The Demigods of Olympus: An Interactive Adventure, Page 2Rick Riordan
I wanted to curl into a ball and hide under the shattered counselor’s desk. I wanted to sob and laugh at the same time. Obviously, I was losing my mind. None of this could be happening.
“Thank the gods you’re safe!” Sam shouted over the sound of the fire alarms. “We have to leave now!”
“Wh-what—how—?” I pointed feebly at his cloven hooves.
Sam rolled his eyes. “No time to talk! More monsters will be coming. Just grab your file and follow me!”
My file. I spotted the red folder nestled nicely in one of the tree branches. With the sprinklers going, it would soon be ruined.
You’re very special, Ms. Roche had said. What was in that file? Why had that lion/counselor/monster lady been so intent on killing me?
I snatched up the folder. Sam leaped through the hole in the office wall and ran toward the woods, where he and I had spent so many summers hiding out and playing when we were kids.
Could I trust Sam? How could I not? Even if he had suddenly grown furry legs and hooves, he was my best friend. Besides, I didn’t see much choice. With my luck, I would probably get blamed for destroying the office and disintegrating the guidance counselor…And I couldn’t forget what Sam had said: More monsters will be coming.
I jumped through the broken wall and followed him.
By the time we reached our favorite clearing in the woods, I was gasping for breath. Fire alarms and emergency vehicle sirens howled behind us in the distance. I was still dripping wet from the sprinklers, and my legs were shaking from the adrenaline rush.
I wiped my eyes. I hoped Sam would look normal again, but nope. He was still rocking the goat fur and the hooves.
“Sam Greenwood,” I said. “Why are you a sheep?”
He made that bleating sound like he always did when he was annoyed. “I’m half-goat. Not half-sheep. I’m a satyr. But that’s not important right now.”
“Not important? How is my best friend turning into a livestock animal not important?”
“Look, you’re in danger. I was afraid this might happen when you told me you had used Lexi’s cell phone.”
“Why is everyone so obsessed about me using a stupid cell phone?”
“Because when a demigod uses one, the signal attracts monsters,” Sam said, like this was obvious information. “When you were summoned to the office, I should’ve realized they’d zeroed in on you.”
“Demigod,” I said, my head spinning. “Monster. I-I don’t—”
“I know it’s a lot to take in,” he said. “But we have to get you someplace safe. That file you’re carrying may have some answers. We’ll study it later.”
“We’ll study it now,” I insisted.
I opened the red folder.

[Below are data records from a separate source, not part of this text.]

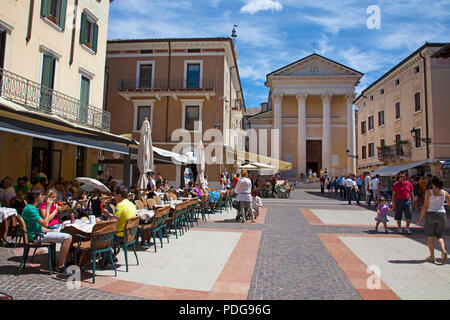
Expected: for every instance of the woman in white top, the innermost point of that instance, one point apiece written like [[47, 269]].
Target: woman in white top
[[243, 190], [435, 217]]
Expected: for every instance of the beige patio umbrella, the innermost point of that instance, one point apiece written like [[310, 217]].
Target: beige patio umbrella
[[200, 151], [145, 154]]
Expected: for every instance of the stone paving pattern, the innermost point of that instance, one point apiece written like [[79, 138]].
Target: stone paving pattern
[[292, 262]]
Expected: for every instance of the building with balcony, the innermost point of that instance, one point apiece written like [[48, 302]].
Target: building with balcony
[[183, 86], [52, 70], [403, 115]]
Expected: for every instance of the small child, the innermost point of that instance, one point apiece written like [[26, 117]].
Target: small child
[[382, 210]]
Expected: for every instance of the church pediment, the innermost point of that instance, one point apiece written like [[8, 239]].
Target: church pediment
[[314, 66]]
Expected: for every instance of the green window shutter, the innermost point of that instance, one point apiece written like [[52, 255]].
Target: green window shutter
[[83, 28], [48, 67], [45, 8], [62, 14], [95, 38]]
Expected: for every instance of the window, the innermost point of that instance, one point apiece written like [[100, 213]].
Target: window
[[143, 112], [417, 104], [84, 99], [397, 111], [193, 76], [381, 118], [371, 149], [370, 123], [54, 11], [2, 48], [145, 75], [418, 142], [89, 31], [192, 115], [47, 81]]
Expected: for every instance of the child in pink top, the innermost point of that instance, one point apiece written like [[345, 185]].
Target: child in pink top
[[382, 210]]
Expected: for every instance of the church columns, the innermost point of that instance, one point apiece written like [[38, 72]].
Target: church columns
[[326, 135], [277, 101], [301, 100], [351, 145]]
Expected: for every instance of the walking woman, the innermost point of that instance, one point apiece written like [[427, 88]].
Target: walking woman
[[243, 190], [434, 212]]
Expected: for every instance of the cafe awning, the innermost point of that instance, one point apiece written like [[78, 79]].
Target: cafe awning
[[51, 128], [262, 161], [394, 170]]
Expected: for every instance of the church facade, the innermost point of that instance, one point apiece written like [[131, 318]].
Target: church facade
[[310, 119]]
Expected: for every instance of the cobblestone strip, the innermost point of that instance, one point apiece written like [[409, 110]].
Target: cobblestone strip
[[294, 264]]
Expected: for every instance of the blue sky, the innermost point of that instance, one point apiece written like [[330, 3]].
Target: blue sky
[[275, 33]]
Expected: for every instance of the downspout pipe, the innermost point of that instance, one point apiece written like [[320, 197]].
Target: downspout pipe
[[426, 103]]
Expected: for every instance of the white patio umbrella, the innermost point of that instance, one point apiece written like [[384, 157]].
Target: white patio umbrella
[[90, 184], [145, 154], [200, 151]]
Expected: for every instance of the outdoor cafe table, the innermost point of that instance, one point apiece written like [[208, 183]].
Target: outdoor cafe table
[[7, 218]]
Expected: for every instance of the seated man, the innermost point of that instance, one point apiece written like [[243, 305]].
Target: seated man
[[125, 210], [36, 224]]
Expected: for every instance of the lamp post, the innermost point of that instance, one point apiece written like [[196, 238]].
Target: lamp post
[[414, 134]]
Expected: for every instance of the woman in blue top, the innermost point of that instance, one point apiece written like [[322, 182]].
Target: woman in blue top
[[36, 224]]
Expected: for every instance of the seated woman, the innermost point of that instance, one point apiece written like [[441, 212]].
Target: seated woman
[[39, 225], [49, 207]]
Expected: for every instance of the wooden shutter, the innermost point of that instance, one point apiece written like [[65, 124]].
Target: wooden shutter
[[95, 38], [83, 28], [45, 8], [62, 14]]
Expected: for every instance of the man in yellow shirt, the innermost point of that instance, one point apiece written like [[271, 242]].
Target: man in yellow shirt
[[125, 210]]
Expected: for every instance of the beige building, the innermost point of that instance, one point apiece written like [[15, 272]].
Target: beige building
[[403, 116], [186, 86], [309, 118], [52, 69]]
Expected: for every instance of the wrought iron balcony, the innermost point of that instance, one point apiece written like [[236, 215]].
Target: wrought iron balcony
[[238, 105], [36, 97], [396, 151], [165, 85]]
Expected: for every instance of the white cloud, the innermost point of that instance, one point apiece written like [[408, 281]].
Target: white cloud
[[254, 6]]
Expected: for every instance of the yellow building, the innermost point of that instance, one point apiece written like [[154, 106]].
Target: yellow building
[[52, 69], [186, 85], [309, 118], [403, 116]]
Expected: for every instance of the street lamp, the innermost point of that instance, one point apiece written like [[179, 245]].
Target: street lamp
[[414, 132], [351, 155]]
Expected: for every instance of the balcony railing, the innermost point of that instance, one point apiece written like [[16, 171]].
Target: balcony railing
[[165, 85], [39, 98], [397, 151]]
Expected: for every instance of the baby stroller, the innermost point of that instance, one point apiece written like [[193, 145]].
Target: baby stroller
[[387, 195]]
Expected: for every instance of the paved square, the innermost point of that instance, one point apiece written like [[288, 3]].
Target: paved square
[[402, 266], [352, 217], [194, 261]]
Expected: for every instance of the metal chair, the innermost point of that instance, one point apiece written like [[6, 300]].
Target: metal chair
[[100, 241], [22, 232], [129, 239]]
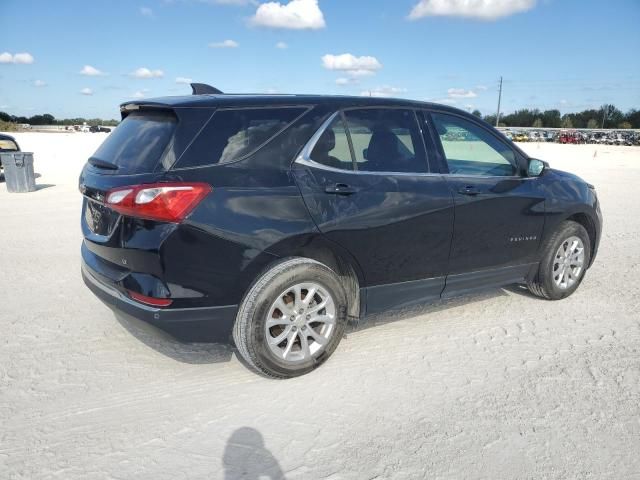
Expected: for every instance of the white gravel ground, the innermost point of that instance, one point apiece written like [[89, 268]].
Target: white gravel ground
[[498, 385]]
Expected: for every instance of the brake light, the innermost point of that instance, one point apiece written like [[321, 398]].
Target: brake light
[[165, 202], [153, 301]]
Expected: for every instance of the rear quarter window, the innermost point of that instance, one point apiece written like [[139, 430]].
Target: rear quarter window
[[8, 145], [232, 134], [139, 142]]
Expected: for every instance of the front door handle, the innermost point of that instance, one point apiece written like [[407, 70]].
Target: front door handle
[[341, 189], [468, 190]]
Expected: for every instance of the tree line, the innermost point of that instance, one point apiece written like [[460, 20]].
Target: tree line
[[607, 116], [48, 119]]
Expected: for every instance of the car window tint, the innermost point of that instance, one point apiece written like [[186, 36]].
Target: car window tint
[[332, 148], [386, 140], [8, 145], [233, 134], [138, 143], [471, 150]]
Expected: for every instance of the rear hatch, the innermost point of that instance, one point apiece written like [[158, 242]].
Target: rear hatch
[[137, 152], [122, 249]]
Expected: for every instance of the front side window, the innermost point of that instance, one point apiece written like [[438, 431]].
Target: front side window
[[235, 133], [386, 140], [471, 150]]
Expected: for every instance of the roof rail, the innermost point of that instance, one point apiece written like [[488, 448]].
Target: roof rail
[[204, 89]]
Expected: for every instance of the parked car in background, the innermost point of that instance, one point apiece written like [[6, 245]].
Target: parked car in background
[[520, 137], [281, 219], [8, 144], [98, 129]]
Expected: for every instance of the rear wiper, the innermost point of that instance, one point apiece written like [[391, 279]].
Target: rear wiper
[[96, 162]]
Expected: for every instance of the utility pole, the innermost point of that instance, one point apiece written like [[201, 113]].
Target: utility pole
[[499, 98]]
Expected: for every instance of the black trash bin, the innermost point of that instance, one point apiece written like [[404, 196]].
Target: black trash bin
[[18, 171]]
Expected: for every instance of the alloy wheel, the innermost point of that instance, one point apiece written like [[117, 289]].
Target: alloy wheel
[[568, 263], [301, 322]]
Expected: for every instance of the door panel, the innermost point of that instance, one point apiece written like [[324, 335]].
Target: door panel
[[500, 225], [397, 227], [499, 215], [397, 224]]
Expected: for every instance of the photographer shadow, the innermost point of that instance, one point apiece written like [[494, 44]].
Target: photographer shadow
[[246, 457]]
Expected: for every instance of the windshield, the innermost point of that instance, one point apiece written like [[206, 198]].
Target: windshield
[[138, 143]]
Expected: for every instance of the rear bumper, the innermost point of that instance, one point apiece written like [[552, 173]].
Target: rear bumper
[[190, 324]]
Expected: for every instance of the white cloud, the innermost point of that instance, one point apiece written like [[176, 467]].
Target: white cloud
[[229, 2], [90, 71], [384, 91], [478, 9], [461, 93], [225, 44], [295, 15], [144, 72], [344, 81], [352, 65], [24, 58]]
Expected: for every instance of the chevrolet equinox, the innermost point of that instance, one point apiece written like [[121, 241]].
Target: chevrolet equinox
[[280, 219]]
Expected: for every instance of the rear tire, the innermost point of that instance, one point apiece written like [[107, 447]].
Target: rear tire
[[564, 262], [291, 319]]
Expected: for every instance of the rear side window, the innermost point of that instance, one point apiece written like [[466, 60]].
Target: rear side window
[[232, 134], [332, 148], [386, 140], [138, 143]]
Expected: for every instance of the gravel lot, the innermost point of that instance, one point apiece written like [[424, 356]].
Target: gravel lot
[[497, 385]]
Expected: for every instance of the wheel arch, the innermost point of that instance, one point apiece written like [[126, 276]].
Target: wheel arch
[[589, 225], [322, 250]]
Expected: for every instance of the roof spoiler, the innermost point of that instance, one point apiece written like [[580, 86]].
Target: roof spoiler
[[204, 89]]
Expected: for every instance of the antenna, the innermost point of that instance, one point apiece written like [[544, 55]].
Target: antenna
[[499, 98], [204, 89]]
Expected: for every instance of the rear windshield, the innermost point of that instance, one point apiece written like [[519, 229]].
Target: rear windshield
[[236, 133], [137, 144]]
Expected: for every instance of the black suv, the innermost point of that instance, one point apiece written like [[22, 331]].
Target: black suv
[[282, 219]]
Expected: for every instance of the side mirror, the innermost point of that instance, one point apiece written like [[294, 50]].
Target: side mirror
[[536, 167]]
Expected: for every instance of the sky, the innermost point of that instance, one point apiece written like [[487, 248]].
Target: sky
[[76, 58]]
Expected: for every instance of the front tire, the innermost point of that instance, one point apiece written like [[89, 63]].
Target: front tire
[[291, 319], [564, 262]]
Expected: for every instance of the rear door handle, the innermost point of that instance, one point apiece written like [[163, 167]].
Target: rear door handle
[[468, 190], [341, 189]]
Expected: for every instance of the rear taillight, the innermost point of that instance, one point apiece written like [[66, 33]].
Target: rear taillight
[[153, 301], [165, 202]]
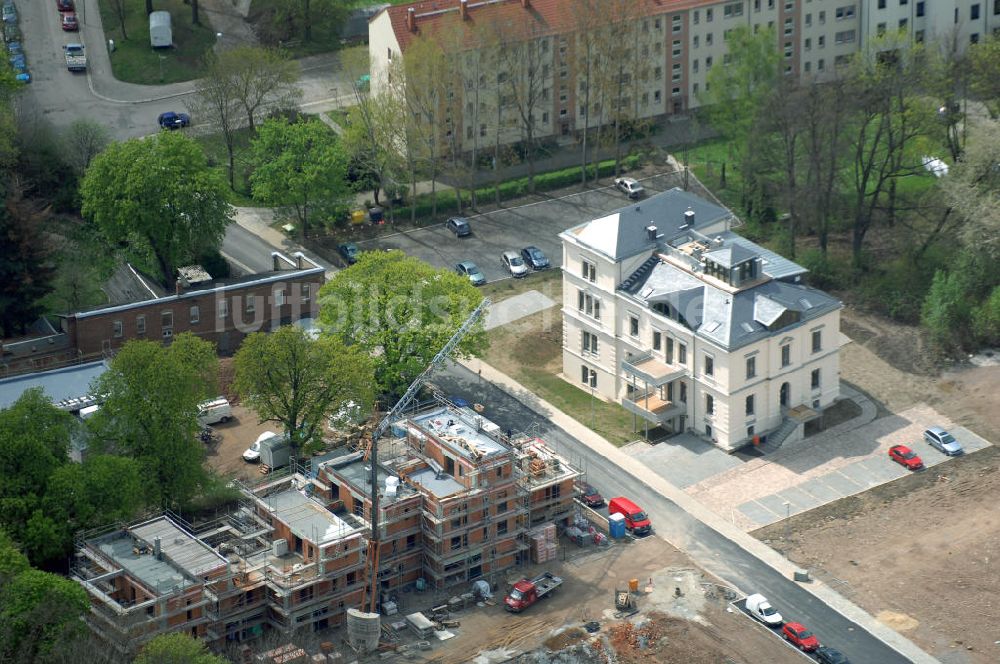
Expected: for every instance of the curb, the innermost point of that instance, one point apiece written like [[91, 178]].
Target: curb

Some of the ink had bled, making parts of the report hard to read. I suspected I might have lost some pages while running from the school to the woods, but the first page was clear enough. It had a grainy surveillance-style photo of me above a bunch of personal information: home address, birthdate, family details.
I flipped to the next page and saw an official-looking form with Zane Carver at the top, and the following words:
As I looked at the page, I tried to steady my breathing. “Sam, what does this all mean? What is going on? How—”
From somewhere in the woods, an angry howl pierced the air—like a large predator cat on the hunt.
“There’s no time, Zane,” Sam said urgently. “I know you have a lot of questions, but we’re not safe here! Come on!”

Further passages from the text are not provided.